My 5-year-old son is big on rituals. Every morning, over peanut-butter toast with honey (him) and black coffee (me), we share the morning papers. To get a jump on the day, he likes to check in on his favorite columnists—Charles Schulz, Jim Davis, J.P. Toomey, and a few more—who keep him abreast of the goings-on among the Peanuts gang, in Garfield’s house, in Sherman’s lagoon…you get the picture.
Then we scour the pages of a pair of Bay Area dailies for some science stories. More often than not, we come up empty. Of the limited scientific breakfast fare that makes it to our table, astronomy and space exploration are usually a good bet. Ask our boy the name of the largest planet ever discovered and he’s ready with the answer: HAT P-1—which, he reminds you, is light enough to float in a glass of water. More toast, please.
Back on Earth, Easter Monday served up a bonus news feature: Along with reports on a PG&E plug-in hybrid and an op-ed to match, there was a full-page, multicolored feature titled “Wacky ideas to save Earth.” Said ideas include carbon sequestration and bio-engineered photosynthesis. (Having interviewed researchers working on these, I don’t find them particularly wacky, though.) The idea that most sparks our kindergartener’s imagination: a 16-million-strong armada of tiny flying saucers orbiting our planet to create a solar umbrella to reduce heat from the sun.

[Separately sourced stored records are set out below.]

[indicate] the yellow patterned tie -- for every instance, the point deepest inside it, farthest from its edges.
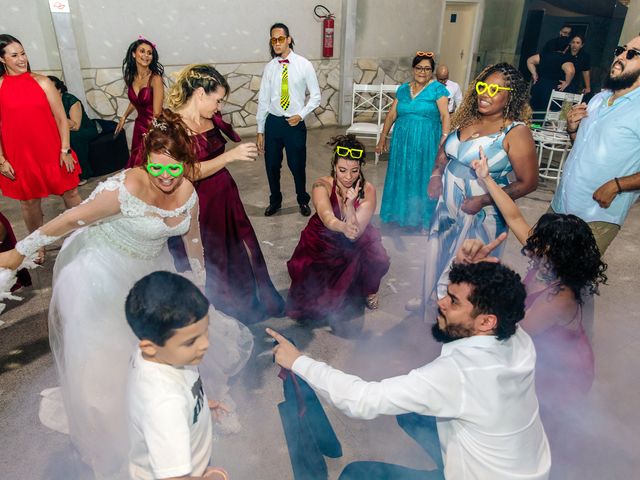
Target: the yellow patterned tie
(284, 91)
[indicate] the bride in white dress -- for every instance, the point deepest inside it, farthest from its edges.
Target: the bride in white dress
(121, 234)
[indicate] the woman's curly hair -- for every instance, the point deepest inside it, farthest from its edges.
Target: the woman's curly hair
(567, 245)
(517, 108)
(168, 134)
(348, 141)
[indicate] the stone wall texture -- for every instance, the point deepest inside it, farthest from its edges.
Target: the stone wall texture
(106, 91)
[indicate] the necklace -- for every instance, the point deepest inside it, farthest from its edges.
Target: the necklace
(412, 87)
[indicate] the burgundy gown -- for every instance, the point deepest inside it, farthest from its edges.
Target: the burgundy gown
(330, 274)
(143, 103)
(565, 362)
(238, 281)
(9, 243)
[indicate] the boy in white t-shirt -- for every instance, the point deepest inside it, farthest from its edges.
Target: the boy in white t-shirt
(170, 424)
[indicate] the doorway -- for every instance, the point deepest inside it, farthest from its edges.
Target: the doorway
(456, 43)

Imagination is also a quality very present in this issue of SCM—exploring what we talk about when we talk about “sustainability.” Writers have taken on the meaning of the S-word in terms of ethics and economics, and in terms of nuts-and-bolts construction—with a little help from some PV cells and bamboo I-beams. When it comes to what is imaginable, and what is sustainable, your mission, should you choose to accept it, might just be laid out between these covers. (Of course, for this online edition, we’re talking metaphoric covers.)
Which, in fact, contain something different—not just in terms of words and ideas, but for the print edition, in terms of the very paper on which they’re printed. For starters, there’s the matte finish. Along with that, we’ve managed to move to paper that contains 30 percent post-consumer waste. In the print edition you might also have noticed the green logo in the column to the right. That would be the mark of the Forest Stewardship Council, which certifies the forest from which the paper comes and the paper manufacturer, through to the plant where this magazine is printed. Teaming with companies that commit to FSC certification is a way of supporting social and environmental standards. Something imaginable. And, as this magazine shows, quite possible.